All higher-order procedure calls where an argument-term contains unbound variables will generate a new instance (provided it has not been created already) of this higher-order procedure, carrying the right amount of free variables inside to right places.
For example, if there is a following definition:
(define (member-if fn lst)
(if (fn (car lst))
lst
(member-if fn (cdr lst)) ))
and a call
(member-if (lambda (x) (eq? x y)) lst),
a new instance of member-if is created (if an analogous one has not been created before):
(define (member-if_inst1 tmp fn lst)
(if (fn tmp (car lst))
lst
(member-if_inst1 tmp fn (cdr lst)) ))
and the call is converted to
(member-if_inst1 y foo lst)
and a top-level define
(define (foo y x) (eq? x y))
In addition, if the higher-order procedure is to be exported, an additional instance is created, which uses apply to call all argument-procedures, assuming they are defined via interpreter. The exportable higher-order procedure will have a name fun_exporthof, where fun is the name of the original procedure.

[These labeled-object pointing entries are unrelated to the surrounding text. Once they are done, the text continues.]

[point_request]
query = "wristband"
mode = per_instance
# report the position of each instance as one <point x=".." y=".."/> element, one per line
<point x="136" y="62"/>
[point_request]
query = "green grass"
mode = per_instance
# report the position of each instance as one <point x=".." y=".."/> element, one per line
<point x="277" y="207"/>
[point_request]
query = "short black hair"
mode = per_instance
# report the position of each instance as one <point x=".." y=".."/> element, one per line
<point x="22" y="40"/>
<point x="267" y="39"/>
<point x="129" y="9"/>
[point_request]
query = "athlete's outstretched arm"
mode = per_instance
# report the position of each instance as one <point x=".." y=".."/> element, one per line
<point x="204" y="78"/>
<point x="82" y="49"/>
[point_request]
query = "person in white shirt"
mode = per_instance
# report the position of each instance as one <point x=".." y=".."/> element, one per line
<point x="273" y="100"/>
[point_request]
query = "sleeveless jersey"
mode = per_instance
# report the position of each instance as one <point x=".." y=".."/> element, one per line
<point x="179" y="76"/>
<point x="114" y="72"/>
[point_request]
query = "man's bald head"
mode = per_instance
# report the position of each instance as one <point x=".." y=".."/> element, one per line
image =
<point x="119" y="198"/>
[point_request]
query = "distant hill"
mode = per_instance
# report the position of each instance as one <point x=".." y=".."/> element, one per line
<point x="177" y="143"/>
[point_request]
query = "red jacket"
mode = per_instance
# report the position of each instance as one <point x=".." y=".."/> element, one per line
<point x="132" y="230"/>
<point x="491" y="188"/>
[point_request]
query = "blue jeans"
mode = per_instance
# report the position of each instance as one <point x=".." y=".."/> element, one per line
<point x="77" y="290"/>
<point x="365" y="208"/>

All C<->Scheme conversions for immediate objects like numbers, booleans and characters are introduced. Internal apply is used for undefined procedures. Some optimizations are performed to decrease the amount of C<->Scheme object conversions.
All vector, pair and string constants are replaced by new variables. These variables are instantiated to the right values by init_foo*.
Procedures foo which are to be exported (made accesible to the interpreter), and which have an arity different from one of the following five templates: x, (), (x), (x y), (x y z), are made accessible via an additional procedure foo_wrapper taking a single list argument.
More or less straightforward.
The type conversion between C objects and immediate Scheme objects of the type boolean, char and num is performed by macros. The scheme object '() is represented by the macro object EOL.
Experiment yourself by defining:
(define *build-intermediate-files* #t)
instead of the default:
(define *build-intermediate-files* #f).